Todos aqueles que querem votar “não” e não se revêem no “não” do PCP e do BE à Constituição Europeia, de que estão à espera para organizar um movimento que explique as suas razões aos portugueses? Ou o derrotismo face à gigantesca coligação do “sim”, com todos os partidos e todos os meios, já impera? Os partidários do “sim” usam toda a sua força institucional. O Presidente da República já anda em campanha pelo “sim” nas escolas, mostrando que nesta matéria não se importa de ser presidente só de uma parte dos portugueses. Sócrates, Vitorino, Cavaco, Marcelo, Marques Mendes e Portas virão defender o “sim”. O dinheiro da Comissão e do Parlamento Europeu já flui para encartes, artigos, panfletos e colóquios com os pódios ou as audiências cuidadosamente equilibrados para se parecer que se debate, quando não se debate, ou, quando se debate, não haver exposição pública dos argumentos do “não”. Está na hora de se exigir à rádio e à televisão públicas um acesso igual aos defensores do "sim" e do "não", como é suposto numa democracia.Senão tudo será, como já é, prudente, sottovoce, regrado e controlado para que o “sim” ganhe pela porta de trás, sub-reptício, a reboque de umas eleições autárquicas em que, está-se mesmo a ver, a questão europeia vai ser muito discutida. Está pois na altura de criar um movimento, um fórum de debate público, um ajuntamento, seja lá o que for, para explicar porque razão se deve pensar duas vezes antes de assinar de cruz um tratado cujas implicações podem ser trágicas para quem deseja uma Europa unida mas uma Europa de nações e não uma híbrida construção transnacional, pouco democrática, subordinada a um directório franco-alemão e a uma burocracia internacional que funciona, como todas as burocracias, para aumentar o seu poder.

E conclui:


Há um conjunto de blogues e de co-autores de blogues que são a favor do “não” à Constituição Europeia.

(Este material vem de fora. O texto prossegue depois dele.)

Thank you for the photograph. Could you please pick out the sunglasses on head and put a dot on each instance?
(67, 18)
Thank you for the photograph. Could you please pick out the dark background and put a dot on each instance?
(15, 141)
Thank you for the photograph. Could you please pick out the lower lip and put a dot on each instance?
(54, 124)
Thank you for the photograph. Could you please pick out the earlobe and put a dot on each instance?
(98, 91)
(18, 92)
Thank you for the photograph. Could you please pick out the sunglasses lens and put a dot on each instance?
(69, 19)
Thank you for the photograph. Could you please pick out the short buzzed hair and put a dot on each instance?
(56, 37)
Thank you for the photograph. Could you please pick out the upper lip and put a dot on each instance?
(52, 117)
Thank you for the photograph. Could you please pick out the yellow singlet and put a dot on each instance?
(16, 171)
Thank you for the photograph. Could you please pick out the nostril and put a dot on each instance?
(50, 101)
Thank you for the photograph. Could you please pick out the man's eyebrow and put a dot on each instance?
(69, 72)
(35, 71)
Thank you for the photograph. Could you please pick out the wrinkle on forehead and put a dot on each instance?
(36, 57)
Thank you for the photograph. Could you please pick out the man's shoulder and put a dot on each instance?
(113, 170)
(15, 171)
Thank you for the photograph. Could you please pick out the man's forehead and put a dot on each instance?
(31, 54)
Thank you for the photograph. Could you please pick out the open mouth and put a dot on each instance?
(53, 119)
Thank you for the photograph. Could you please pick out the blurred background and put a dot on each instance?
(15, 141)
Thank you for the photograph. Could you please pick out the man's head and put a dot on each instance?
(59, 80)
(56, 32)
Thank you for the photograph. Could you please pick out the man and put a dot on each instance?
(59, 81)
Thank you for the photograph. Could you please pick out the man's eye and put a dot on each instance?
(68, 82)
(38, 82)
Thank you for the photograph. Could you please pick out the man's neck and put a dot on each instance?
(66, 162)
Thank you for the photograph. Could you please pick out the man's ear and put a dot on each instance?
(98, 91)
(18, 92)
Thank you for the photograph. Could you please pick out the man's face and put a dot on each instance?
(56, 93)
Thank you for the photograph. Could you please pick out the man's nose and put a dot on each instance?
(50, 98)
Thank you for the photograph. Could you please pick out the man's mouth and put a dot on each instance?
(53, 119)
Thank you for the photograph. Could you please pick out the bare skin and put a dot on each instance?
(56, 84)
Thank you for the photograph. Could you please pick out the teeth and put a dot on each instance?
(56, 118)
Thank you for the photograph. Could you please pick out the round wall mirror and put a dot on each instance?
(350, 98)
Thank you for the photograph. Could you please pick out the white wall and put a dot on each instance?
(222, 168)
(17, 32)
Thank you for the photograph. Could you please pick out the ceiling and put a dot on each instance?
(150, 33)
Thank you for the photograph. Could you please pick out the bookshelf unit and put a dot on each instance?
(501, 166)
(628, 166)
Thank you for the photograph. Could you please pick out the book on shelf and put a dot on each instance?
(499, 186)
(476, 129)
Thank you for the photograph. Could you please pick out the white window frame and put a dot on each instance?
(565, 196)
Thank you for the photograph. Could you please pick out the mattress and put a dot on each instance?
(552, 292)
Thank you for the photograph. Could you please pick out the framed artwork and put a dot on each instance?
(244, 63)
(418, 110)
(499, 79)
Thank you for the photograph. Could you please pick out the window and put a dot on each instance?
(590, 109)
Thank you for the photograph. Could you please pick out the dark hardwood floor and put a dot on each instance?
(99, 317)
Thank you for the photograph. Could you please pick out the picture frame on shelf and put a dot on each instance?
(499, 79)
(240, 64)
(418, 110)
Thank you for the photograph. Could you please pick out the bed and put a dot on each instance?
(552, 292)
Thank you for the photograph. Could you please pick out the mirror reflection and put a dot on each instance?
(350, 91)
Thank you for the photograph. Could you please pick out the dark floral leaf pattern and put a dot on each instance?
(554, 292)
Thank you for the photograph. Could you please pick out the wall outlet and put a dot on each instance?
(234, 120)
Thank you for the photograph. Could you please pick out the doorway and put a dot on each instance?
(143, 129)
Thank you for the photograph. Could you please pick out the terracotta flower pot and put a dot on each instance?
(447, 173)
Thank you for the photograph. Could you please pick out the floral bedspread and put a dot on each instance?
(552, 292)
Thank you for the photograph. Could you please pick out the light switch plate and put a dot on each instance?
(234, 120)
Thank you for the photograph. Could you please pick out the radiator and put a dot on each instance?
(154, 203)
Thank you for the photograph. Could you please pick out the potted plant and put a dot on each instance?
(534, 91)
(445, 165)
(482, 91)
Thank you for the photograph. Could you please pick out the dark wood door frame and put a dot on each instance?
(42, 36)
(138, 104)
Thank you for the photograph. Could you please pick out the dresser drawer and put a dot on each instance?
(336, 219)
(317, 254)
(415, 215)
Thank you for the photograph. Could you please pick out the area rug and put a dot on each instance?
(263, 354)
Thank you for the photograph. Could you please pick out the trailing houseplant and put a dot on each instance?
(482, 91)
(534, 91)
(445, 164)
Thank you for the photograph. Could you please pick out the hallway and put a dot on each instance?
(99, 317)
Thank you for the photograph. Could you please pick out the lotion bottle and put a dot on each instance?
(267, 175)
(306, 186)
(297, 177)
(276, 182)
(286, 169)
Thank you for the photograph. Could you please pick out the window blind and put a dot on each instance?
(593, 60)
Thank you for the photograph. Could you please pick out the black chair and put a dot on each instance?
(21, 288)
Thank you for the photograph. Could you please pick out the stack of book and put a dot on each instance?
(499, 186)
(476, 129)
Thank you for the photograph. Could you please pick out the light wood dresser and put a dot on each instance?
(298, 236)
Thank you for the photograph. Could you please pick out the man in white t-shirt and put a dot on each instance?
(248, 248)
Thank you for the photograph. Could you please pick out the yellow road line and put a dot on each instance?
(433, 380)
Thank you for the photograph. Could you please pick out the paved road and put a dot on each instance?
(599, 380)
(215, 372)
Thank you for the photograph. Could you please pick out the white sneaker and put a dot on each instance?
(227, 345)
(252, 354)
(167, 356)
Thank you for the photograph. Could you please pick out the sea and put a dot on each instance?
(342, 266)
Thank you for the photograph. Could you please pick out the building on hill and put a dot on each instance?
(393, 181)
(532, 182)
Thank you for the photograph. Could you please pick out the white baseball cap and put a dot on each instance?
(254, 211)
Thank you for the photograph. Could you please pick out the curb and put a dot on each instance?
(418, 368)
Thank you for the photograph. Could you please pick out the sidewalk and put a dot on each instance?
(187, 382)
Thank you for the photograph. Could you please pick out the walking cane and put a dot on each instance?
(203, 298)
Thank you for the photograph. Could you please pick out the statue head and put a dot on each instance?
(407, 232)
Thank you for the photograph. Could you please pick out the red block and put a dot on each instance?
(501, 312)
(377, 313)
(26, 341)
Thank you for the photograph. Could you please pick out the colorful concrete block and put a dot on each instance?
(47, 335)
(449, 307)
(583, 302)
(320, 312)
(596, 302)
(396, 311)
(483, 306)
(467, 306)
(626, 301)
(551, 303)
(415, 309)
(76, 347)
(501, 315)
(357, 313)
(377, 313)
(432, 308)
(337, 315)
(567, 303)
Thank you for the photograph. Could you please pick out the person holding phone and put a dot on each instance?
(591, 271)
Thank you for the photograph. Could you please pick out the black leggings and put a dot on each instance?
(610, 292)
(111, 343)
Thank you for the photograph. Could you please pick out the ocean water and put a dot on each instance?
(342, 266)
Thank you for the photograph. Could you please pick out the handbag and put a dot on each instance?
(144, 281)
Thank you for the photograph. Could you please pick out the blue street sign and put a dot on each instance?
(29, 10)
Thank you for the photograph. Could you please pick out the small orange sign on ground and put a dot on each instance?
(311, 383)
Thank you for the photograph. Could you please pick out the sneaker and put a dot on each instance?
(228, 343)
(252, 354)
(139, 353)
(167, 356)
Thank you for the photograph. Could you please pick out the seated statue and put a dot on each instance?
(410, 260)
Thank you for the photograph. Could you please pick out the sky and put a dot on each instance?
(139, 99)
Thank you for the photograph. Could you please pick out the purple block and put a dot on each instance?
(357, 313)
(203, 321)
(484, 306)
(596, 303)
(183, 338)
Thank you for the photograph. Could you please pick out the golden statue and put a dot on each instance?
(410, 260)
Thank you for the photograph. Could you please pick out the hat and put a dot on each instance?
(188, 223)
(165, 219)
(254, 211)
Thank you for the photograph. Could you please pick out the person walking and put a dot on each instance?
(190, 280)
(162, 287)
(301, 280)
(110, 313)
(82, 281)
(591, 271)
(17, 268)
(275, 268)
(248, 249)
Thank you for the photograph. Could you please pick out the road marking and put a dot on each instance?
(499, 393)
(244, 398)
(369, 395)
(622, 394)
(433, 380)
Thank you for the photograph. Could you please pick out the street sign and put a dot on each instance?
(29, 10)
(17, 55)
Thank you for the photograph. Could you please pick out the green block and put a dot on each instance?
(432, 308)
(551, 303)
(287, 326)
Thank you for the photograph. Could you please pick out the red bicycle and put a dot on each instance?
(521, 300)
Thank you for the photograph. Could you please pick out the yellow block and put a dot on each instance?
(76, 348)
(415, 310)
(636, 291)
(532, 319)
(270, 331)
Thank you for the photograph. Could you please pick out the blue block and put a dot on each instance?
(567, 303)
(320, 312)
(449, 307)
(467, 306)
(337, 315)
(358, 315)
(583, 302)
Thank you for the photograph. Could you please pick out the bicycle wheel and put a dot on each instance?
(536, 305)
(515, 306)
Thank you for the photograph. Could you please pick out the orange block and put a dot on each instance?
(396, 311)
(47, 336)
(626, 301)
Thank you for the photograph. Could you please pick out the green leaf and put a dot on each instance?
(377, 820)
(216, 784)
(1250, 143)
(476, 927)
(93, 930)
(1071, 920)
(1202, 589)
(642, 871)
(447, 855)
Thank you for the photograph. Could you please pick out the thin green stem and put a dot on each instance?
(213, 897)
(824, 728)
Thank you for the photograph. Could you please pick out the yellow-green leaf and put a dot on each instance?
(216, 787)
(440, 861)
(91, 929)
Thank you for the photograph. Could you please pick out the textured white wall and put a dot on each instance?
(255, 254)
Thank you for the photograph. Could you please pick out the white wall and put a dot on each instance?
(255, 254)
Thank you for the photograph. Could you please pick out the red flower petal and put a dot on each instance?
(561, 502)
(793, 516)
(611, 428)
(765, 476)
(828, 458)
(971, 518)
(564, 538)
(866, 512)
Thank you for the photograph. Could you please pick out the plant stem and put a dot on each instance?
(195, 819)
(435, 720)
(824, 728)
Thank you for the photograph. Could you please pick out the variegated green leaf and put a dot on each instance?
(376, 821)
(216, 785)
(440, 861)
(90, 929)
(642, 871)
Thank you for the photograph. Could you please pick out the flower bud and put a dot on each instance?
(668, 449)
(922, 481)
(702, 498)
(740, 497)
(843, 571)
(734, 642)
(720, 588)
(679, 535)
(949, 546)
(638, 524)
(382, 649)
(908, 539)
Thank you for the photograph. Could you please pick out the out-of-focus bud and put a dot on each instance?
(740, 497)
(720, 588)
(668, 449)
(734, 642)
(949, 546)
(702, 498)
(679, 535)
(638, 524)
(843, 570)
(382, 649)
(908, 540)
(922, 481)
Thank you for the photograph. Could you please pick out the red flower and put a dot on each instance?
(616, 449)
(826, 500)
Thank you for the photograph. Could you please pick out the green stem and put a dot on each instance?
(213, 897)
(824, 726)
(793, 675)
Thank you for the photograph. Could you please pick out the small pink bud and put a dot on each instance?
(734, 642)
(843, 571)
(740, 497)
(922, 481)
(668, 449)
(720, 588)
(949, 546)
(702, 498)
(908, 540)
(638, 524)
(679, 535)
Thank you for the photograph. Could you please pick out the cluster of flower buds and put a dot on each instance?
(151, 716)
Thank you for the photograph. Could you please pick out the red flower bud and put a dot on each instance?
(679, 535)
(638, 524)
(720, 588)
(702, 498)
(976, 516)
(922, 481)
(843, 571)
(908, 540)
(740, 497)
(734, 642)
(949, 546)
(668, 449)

Não têm as mesmas razões, nem os mesmos argumentos, mas o movimento do “não” tem que ser agregador, não sectário e ter fronteiras largas. A sugestão que faço é criar-se um blogue do “não” para que todos contribuam começando um debate organizado, mesmo que o façam duplicando aí as notas que originalmente publicam nos seus sítios. Para facilitar criei um blogue, SÍTIO DO NÃO, como sugestão. Não posso, no entanto, garantir aí mais do que colaboração, nunca a gestão solitária do sítio para que não tenho disponibilidade de tempo. Entregarei a casa e as chaves a quem queira seriamente tratar do assunto, ou encerrá-lo-ei caso apareça melhor iniciativa com o mesmo fim.

VALE A PENA?

João Gonçalves 18 Mai 05

Às primeiras horas do dia, não há praticamente nenhum meio rádio e televisivo que não bombardeie com o jogo da bola da noite. Há "reportagens" nos "pontos" mais inverosímeis e com as perguntas mais idiotas, como se todos e em todo o lado tivéssemos a obrigação de acompanhar o desenlace de uma taça de futebol. Não adianta dourar a pílula com gente desta. E é esta mesma gente que se "indigna" quando lhe pedem sacrifícios. Será que, com uma raça destas, vale mesmo a pena alguma coisa?